Meneou a cabeça. Passou os dedos polegares no rosto, continuou a olhar para a sua sombra gigantesca. Com as suas costas viradas para o desconhecido da voz que lhe questionava a existência. Inspirando profundamente disse:
- Eu faço parte do que a história nunca ensinou. Sou o que você não compreende. Um ser que acolhe todos, mas que se envergonha de si. Por não ter liberdade de negar o que é necessário. Meus discursos…
Deu pausa a uma questão incluída. Passou a mão no queixo. Era habitual buscar coragem na cabeça apoiada em uma mão.
Quando a pausa se eternizava a voz deixou-se ouvir:
- Seja claro Anjo da Jornada. Só tu e eu. Se tens uma história longa podes me contar. Sou paciente, irei ouvir-te sem questionar. Como chegaste até aqui? Por que reclamas dos que te levantaram?
- Meus discursos não vêm de mim. Porque nunca aceitaram que eu fosse eu mesmo.
Erguendo sua cabeça, virou-se aos berros:
- Mas quem é você que, em vez de me poupar, me confronta? Por que não me trata como um miserável escondido atrás dessa máscara, digno de pena?
A volta de um ar que o assombrava. A voz voltou-se a ouvir num tom sereno.
- Bom. Eu sou o que você ouve. Alguém que nunca deu a ninguém razão para reclamar. Já fui velho, acolhi os que não eram meus por natureza. Mas durante o meu processo de rejuvenescimento. Meus filhos voltaram para mim. Fiz uma festa para eles, depois que cresceram, revelei minhas riquezas, o que não fiz durante a presença do inimigo …
-…
Prosseguiu:
- Meus tesouros explodiram, todo mundo que antes me olhava como jovem sem futuro, as esperanças deles foram reacendidas com os meus recursos. Passaram a olhar-me como lugar de esperança, inclusive os meus inimigos.
O sol já ia se esconder atrás das nuvens, a tarde já ia embora, o diálogo com o espaço fascinava o homem aparentemente psíquico. Tinha criado em seus devaneios a possibilidade de ser filho da voz que lhe questionava a existência.

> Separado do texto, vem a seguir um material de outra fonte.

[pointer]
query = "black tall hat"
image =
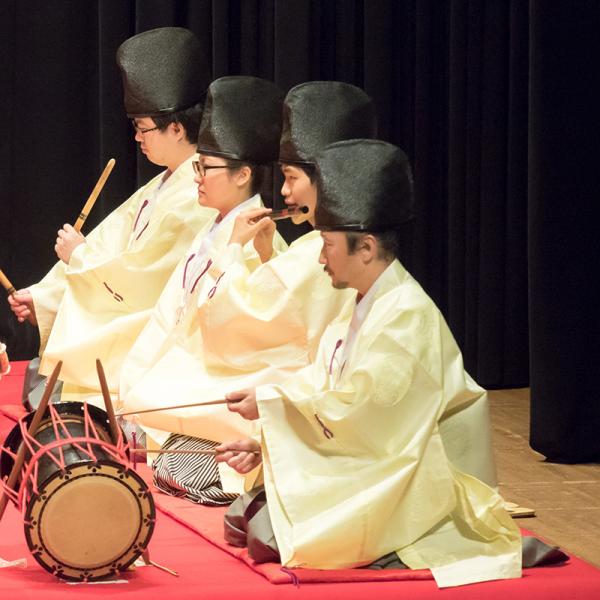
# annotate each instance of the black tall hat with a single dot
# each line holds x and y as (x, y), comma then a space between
(363, 185)
(319, 113)
(164, 70)
(242, 119)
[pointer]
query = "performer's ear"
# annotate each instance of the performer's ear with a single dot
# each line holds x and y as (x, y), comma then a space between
(368, 248)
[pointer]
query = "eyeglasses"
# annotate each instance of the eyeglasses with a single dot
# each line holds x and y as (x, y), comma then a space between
(141, 129)
(201, 169)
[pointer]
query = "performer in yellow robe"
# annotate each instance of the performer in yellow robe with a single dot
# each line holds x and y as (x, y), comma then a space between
(354, 464)
(260, 325)
(238, 141)
(94, 303)
(315, 114)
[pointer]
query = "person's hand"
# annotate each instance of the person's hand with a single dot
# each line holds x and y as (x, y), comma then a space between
(21, 303)
(243, 455)
(249, 223)
(68, 239)
(243, 402)
(263, 240)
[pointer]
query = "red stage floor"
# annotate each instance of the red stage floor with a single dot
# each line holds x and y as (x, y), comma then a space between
(206, 571)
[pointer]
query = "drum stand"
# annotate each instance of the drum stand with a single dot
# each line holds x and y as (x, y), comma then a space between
(35, 423)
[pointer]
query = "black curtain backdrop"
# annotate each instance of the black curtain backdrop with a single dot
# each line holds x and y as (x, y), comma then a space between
(451, 80)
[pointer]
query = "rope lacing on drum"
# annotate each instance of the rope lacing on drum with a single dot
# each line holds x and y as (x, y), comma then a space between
(82, 444)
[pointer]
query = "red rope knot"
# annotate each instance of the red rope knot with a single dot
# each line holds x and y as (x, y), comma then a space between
(208, 264)
(326, 431)
(337, 347)
(144, 204)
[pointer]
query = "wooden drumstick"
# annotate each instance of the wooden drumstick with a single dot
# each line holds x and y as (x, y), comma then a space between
(35, 423)
(6, 284)
(147, 410)
(85, 211)
(112, 421)
(212, 452)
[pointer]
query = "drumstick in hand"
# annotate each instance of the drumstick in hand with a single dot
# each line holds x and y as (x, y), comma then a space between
(94, 195)
(6, 284)
(35, 423)
(141, 412)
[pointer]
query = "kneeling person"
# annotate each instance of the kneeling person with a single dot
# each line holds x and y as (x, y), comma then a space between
(354, 465)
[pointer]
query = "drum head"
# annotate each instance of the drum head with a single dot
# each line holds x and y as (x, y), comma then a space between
(90, 522)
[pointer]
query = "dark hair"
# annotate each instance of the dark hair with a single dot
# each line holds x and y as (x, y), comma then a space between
(189, 119)
(259, 174)
(388, 242)
(310, 170)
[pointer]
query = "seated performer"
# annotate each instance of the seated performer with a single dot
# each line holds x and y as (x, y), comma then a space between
(96, 300)
(261, 324)
(316, 114)
(353, 462)
(237, 143)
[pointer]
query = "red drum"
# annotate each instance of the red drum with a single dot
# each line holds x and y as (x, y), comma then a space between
(87, 515)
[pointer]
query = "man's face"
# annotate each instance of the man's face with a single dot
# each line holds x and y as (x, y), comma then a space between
(297, 190)
(154, 143)
(342, 267)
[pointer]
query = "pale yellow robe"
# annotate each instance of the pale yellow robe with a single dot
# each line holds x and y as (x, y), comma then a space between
(354, 464)
(96, 306)
(262, 324)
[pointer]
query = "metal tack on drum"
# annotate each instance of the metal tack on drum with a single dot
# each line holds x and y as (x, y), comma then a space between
(87, 515)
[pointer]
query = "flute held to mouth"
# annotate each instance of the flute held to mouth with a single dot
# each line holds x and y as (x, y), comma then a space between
(285, 213)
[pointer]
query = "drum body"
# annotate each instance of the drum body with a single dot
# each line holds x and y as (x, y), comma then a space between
(87, 515)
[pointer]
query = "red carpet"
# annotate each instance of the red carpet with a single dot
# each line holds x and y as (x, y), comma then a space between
(207, 571)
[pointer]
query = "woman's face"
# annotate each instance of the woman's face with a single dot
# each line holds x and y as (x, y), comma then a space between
(219, 187)
(297, 190)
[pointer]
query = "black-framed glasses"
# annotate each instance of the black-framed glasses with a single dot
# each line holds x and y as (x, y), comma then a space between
(141, 129)
(201, 169)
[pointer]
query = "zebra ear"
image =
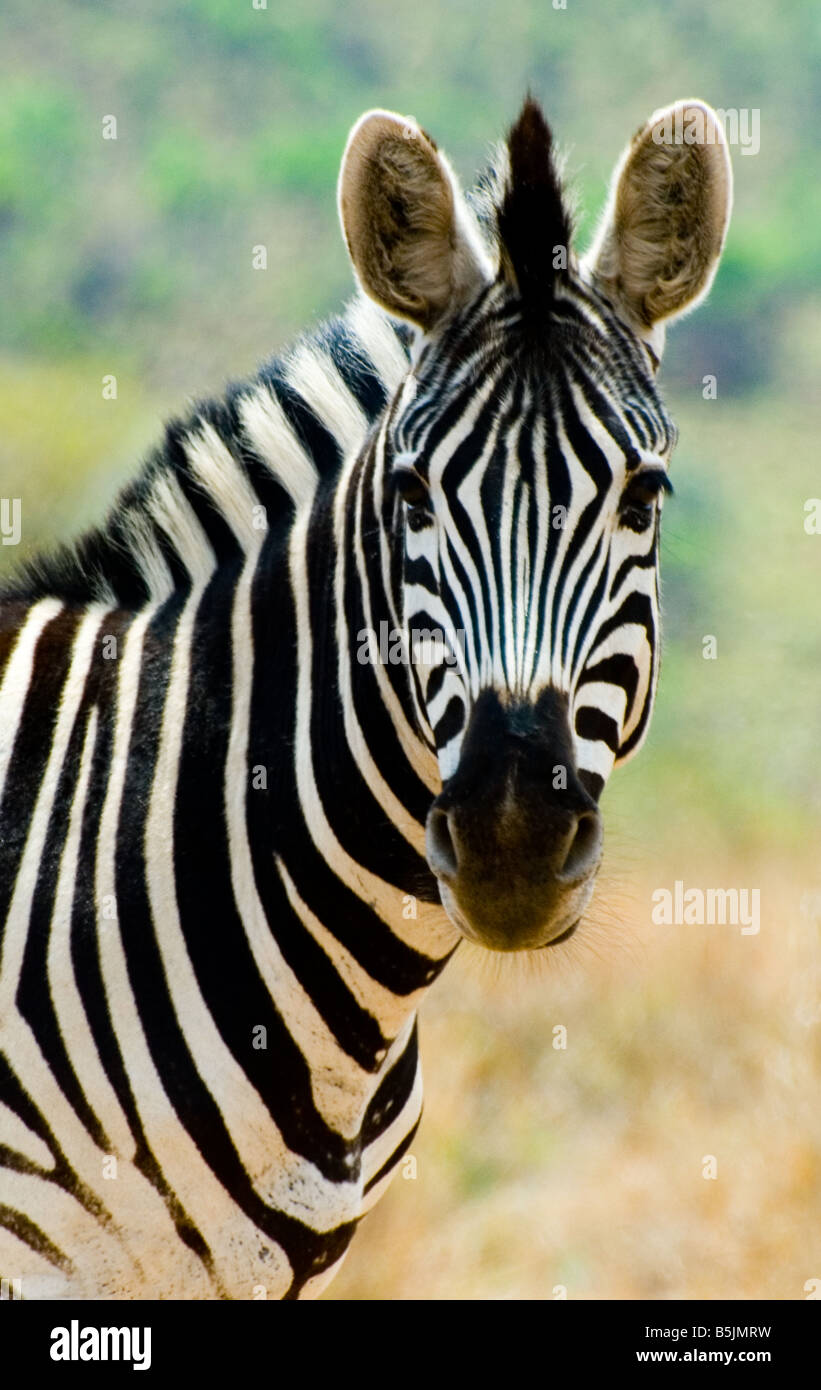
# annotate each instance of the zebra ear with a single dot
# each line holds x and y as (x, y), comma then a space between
(411, 238)
(663, 228)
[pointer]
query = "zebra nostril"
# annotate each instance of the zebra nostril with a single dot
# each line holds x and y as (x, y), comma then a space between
(439, 847)
(584, 849)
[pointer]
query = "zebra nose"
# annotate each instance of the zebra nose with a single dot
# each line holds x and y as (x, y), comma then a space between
(571, 861)
(581, 849)
(439, 845)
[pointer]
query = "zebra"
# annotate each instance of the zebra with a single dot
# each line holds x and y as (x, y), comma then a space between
(238, 841)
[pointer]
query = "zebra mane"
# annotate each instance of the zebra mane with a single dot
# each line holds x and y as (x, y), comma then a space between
(252, 458)
(524, 209)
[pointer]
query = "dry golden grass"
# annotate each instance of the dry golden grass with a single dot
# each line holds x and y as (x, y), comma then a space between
(584, 1168)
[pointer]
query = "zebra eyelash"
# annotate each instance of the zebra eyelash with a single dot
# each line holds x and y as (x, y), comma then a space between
(413, 491)
(636, 508)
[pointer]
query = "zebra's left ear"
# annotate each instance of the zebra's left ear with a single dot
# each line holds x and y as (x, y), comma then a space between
(660, 238)
(411, 236)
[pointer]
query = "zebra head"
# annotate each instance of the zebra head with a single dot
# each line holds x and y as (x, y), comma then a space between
(523, 464)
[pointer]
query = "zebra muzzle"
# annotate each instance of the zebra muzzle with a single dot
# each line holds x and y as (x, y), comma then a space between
(514, 847)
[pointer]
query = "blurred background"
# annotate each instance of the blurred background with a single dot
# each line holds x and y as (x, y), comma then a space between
(541, 1171)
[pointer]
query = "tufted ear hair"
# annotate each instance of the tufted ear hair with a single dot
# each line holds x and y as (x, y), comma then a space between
(413, 239)
(657, 246)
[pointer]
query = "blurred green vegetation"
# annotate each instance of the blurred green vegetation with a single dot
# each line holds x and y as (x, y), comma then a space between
(134, 256)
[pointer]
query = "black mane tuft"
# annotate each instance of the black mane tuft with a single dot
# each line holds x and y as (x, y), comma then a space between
(532, 217)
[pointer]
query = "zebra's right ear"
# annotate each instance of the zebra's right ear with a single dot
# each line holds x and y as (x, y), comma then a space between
(413, 241)
(660, 238)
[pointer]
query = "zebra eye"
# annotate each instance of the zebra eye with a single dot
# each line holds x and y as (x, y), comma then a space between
(636, 509)
(414, 495)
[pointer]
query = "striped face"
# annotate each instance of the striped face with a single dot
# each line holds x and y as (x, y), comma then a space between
(527, 455)
(529, 481)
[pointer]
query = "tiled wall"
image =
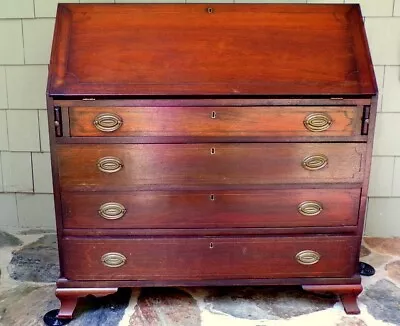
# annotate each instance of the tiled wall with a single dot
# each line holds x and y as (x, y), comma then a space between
(26, 28)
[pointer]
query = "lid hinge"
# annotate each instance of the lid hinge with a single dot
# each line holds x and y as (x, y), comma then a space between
(58, 121)
(365, 120)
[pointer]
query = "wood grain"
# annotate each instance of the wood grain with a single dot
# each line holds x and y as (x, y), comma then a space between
(194, 164)
(279, 49)
(216, 121)
(212, 209)
(195, 258)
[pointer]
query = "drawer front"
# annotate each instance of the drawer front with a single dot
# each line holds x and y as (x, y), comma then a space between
(123, 167)
(219, 209)
(215, 121)
(195, 258)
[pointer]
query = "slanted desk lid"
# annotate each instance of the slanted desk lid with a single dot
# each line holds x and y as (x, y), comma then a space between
(204, 50)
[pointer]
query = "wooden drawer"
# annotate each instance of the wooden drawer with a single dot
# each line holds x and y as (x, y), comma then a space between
(215, 121)
(189, 165)
(200, 258)
(218, 209)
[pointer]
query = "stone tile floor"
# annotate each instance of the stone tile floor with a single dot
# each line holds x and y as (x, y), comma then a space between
(29, 267)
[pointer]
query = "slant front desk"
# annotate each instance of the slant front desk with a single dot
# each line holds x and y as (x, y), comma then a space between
(197, 145)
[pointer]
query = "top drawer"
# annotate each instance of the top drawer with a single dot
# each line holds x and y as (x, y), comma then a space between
(251, 121)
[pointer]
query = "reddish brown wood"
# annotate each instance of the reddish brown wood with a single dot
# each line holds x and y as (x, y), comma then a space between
(216, 121)
(195, 164)
(278, 50)
(202, 258)
(212, 209)
(220, 102)
(69, 298)
(348, 294)
(260, 68)
(354, 279)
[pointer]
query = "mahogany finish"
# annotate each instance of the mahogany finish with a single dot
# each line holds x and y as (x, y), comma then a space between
(216, 257)
(216, 121)
(219, 144)
(207, 164)
(311, 45)
(212, 209)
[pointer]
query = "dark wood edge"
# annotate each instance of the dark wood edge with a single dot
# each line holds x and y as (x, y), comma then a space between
(348, 294)
(56, 180)
(361, 48)
(188, 140)
(272, 7)
(64, 283)
(279, 231)
(214, 102)
(343, 185)
(69, 298)
(60, 45)
(367, 170)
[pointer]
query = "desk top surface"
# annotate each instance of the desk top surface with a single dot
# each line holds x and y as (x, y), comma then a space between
(152, 50)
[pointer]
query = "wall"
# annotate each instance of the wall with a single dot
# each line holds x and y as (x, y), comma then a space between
(26, 28)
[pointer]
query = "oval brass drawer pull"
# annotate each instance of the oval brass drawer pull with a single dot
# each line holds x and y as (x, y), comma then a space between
(109, 164)
(310, 208)
(317, 122)
(314, 162)
(308, 257)
(108, 122)
(113, 259)
(112, 211)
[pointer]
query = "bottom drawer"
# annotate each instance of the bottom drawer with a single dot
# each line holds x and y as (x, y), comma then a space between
(202, 258)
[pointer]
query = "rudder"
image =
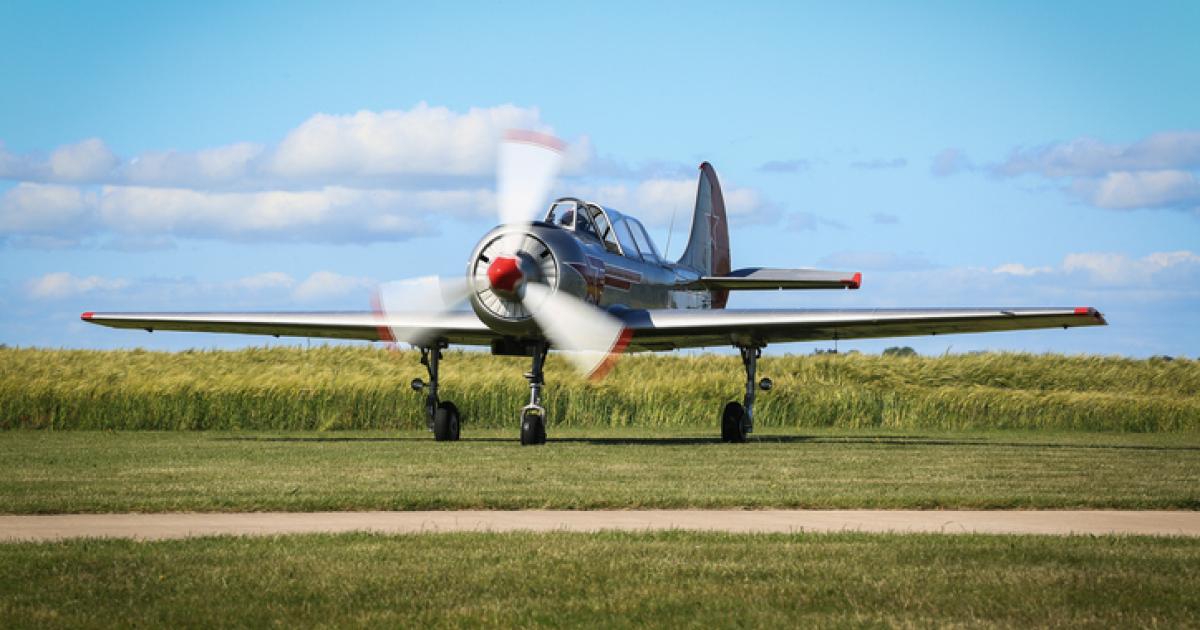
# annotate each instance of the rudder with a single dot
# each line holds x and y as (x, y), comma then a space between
(708, 246)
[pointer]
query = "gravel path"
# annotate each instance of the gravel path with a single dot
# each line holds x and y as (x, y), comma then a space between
(169, 526)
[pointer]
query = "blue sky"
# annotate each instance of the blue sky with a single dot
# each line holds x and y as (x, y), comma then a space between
(289, 156)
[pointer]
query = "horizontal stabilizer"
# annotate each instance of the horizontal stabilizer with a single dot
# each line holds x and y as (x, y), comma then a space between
(757, 277)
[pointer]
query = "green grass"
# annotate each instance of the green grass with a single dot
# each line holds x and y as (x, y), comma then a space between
(343, 388)
(665, 580)
(115, 472)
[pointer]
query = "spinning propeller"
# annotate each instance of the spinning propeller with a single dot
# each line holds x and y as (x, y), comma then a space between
(515, 276)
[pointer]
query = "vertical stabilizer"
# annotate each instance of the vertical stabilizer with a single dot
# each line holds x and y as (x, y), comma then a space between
(708, 247)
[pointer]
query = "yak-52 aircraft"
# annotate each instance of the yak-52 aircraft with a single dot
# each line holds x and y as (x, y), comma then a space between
(589, 281)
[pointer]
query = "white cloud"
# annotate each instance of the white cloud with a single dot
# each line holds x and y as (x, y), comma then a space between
(876, 262)
(87, 161)
(228, 163)
(810, 222)
(1091, 157)
(951, 161)
(269, 280)
(1156, 172)
(1117, 269)
(358, 178)
(327, 286)
(1017, 269)
(45, 208)
(420, 141)
(61, 285)
(1147, 189)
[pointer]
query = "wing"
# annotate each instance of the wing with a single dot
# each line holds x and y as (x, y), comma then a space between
(664, 330)
(757, 277)
(460, 328)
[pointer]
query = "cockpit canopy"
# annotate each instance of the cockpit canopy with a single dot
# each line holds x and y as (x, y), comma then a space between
(621, 234)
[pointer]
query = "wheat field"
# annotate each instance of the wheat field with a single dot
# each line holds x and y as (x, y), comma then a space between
(366, 387)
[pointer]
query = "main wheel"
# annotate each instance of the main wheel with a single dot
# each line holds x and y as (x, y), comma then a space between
(733, 427)
(533, 429)
(445, 423)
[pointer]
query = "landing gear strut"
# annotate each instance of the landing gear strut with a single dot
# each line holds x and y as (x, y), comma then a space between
(737, 419)
(533, 415)
(442, 417)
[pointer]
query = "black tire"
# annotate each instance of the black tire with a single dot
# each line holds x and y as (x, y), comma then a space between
(445, 423)
(457, 418)
(533, 429)
(733, 427)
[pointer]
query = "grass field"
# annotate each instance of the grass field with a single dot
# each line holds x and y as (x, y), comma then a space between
(664, 580)
(341, 388)
(113, 472)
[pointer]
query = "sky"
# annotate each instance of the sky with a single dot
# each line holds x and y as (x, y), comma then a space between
(210, 156)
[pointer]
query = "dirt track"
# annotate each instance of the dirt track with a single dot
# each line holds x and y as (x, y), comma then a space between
(168, 526)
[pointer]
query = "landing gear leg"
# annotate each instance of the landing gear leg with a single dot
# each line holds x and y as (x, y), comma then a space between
(737, 420)
(533, 415)
(442, 417)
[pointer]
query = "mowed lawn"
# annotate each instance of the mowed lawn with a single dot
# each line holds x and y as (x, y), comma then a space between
(115, 472)
(666, 580)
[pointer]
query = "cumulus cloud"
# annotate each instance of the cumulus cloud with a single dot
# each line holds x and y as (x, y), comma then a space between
(880, 163)
(87, 161)
(1018, 269)
(358, 178)
(1157, 172)
(327, 285)
(785, 166)
(61, 285)
(42, 209)
(877, 262)
(331, 214)
(265, 288)
(949, 162)
(1117, 270)
(1090, 157)
(810, 222)
(420, 141)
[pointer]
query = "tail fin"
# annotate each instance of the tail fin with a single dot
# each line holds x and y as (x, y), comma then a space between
(708, 247)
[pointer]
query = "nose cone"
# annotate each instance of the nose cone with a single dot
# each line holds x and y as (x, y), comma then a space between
(505, 276)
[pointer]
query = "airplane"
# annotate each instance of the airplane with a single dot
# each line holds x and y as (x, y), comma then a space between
(588, 280)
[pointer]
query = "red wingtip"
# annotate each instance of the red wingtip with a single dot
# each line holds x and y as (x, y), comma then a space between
(613, 354)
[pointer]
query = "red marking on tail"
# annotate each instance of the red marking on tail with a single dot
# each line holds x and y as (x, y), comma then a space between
(535, 137)
(613, 354)
(382, 329)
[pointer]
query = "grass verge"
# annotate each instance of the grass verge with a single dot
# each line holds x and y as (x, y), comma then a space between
(622, 580)
(155, 472)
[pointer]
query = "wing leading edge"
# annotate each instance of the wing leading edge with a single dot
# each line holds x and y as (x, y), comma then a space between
(460, 328)
(663, 330)
(652, 330)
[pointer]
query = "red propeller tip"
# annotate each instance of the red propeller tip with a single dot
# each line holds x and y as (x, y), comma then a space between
(504, 274)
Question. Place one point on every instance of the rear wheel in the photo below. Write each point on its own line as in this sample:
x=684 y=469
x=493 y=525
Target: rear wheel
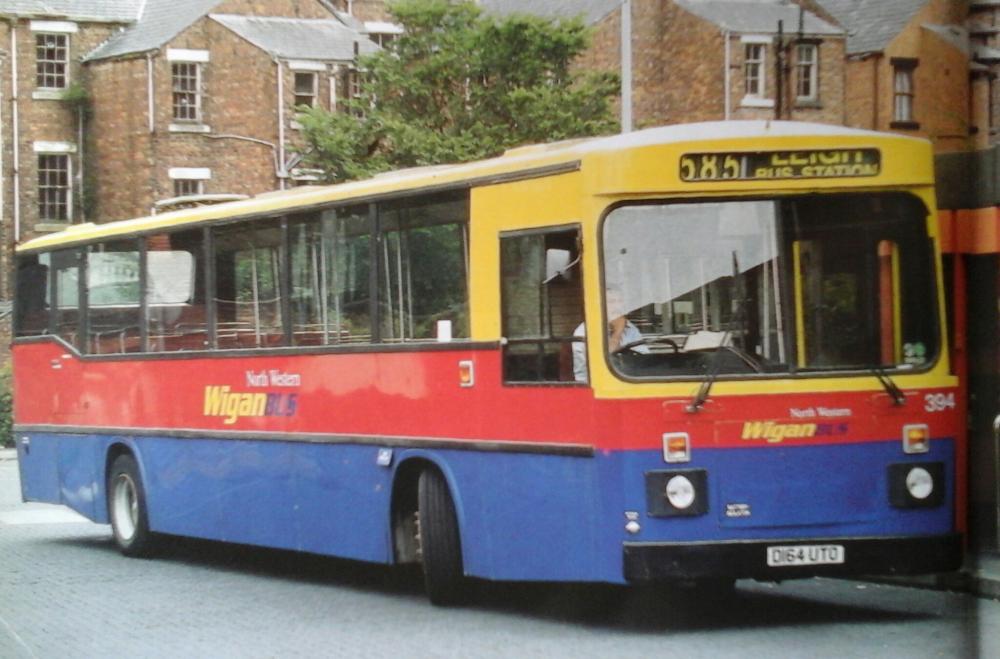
x=127 y=508
x=440 y=546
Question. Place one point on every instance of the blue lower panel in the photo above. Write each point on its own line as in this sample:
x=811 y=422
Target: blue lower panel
x=522 y=516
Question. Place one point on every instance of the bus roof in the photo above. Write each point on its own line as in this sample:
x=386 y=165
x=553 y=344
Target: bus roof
x=526 y=161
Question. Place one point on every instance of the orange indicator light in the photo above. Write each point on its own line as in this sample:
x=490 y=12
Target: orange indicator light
x=916 y=438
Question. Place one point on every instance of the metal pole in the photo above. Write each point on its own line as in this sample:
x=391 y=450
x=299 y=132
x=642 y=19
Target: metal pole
x=626 y=39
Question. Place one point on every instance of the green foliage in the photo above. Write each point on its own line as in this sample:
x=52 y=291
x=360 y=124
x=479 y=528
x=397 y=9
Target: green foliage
x=6 y=407
x=459 y=85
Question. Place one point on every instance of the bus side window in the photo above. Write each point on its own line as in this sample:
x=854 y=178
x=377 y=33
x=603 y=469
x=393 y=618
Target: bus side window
x=113 y=297
x=423 y=278
x=175 y=291
x=541 y=310
x=65 y=321
x=31 y=302
x=249 y=261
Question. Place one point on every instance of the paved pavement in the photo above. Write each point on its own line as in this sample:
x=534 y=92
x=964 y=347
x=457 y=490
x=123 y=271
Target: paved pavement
x=66 y=592
x=980 y=576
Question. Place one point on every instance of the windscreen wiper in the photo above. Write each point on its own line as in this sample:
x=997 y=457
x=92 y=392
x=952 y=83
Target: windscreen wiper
x=897 y=395
x=713 y=373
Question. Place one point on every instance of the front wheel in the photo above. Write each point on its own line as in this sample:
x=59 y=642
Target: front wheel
x=440 y=545
x=127 y=508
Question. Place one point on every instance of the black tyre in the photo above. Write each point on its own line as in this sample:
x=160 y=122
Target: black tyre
x=440 y=545
x=127 y=508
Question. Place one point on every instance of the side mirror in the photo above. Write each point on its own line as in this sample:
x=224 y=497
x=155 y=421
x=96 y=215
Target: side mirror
x=558 y=264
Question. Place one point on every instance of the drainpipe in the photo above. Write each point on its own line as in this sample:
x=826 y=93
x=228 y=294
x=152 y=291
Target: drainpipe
x=149 y=93
x=16 y=134
x=626 y=39
x=282 y=174
x=727 y=79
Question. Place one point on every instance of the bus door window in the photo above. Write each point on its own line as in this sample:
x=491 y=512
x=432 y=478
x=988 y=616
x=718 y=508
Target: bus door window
x=423 y=278
x=113 y=297
x=248 y=296
x=346 y=314
x=31 y=308
x=64 y=296
x=541 y=309
x=307 y=303
x=175 y=291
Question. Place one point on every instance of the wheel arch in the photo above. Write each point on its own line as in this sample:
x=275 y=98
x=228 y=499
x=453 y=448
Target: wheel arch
x=404 y=501
x=117 y=447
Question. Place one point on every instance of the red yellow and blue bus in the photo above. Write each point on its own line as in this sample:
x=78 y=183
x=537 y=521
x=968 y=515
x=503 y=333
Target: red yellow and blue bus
x=713 y=351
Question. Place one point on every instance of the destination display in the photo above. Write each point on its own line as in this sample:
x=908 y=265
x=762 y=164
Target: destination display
x=774 y=165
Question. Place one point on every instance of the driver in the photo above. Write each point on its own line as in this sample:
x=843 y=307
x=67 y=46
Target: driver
x=621 y=332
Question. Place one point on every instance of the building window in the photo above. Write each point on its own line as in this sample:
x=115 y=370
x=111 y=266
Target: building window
x=187 y=187
x=54 y=193
x=806 y=72
x=306 y=88
x=186 y=78
x=754 y=69
x=52 y=60
x=903 y=92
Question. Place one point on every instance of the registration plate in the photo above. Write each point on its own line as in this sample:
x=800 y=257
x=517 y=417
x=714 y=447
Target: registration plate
x=792 y=555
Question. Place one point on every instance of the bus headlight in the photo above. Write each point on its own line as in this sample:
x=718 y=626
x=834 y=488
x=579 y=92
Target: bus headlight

Mas tentou não engolir essa possibilidade, a voz continuou:
- Depois dessa minha perfeição. Acharam em mim razões para me levarem à loucura. Nunca faltou água, ouro e nem a mão de Deus, mas lhes falta o pão. Ninguém questiona, ninguém grita, ninguém quer saber da minha doença crónica. Ninguém! A esperança dos meus viventes transborda. Mas não reagem, apenas lamentam.
O homem aparentemente inteligente, vivia parecendo zumbi engessado pelos pensamentos estreitos. Foi educado para trabalhar, crescer, progredir e infelizmente também para ser especialista em trair a sua essência no seu intervalo de vida.
Anjo da Jornada, foi o nome que usou para descrever seus senhores. Um outro silêncio envolveu o lugar. Nesse silêncio, o homem buscava seu eu, tentava resgatar as suas origens como homem, a sua responsabilidade como pai, a sua liberdade como um ser autónomo, o seu amor como marido. Quanta responsabilidade tinha na vida!
Havia passado o resto da sua vida fazendo comícios, exaltar a verdade como uma virtude, no final descobriu que nunca pautou nela a sua vida. Nunca foi ele, nunca falava por si, mas era um homem poderoso? Mas que nunca foi ele.
As palavras da voz que ouvia, ecoavam em seu subconsciente. Em parte ele se sentia culpado pelas decepções contadas pela voz. O que estava caindo em seu rosto era a máscara, não porque as correntes que o sustentavam haviam sido quebradas.
- Por quê? Questionava-se num grito que perturbou até as aves que assistiam o diálogo, porque também não entendia por que tudo estava acontecendo.
Num tom natural, antecedido por suspiros a voz respondeu:
- Porque o real, o verdadeiro está gritando para ser reconhecido.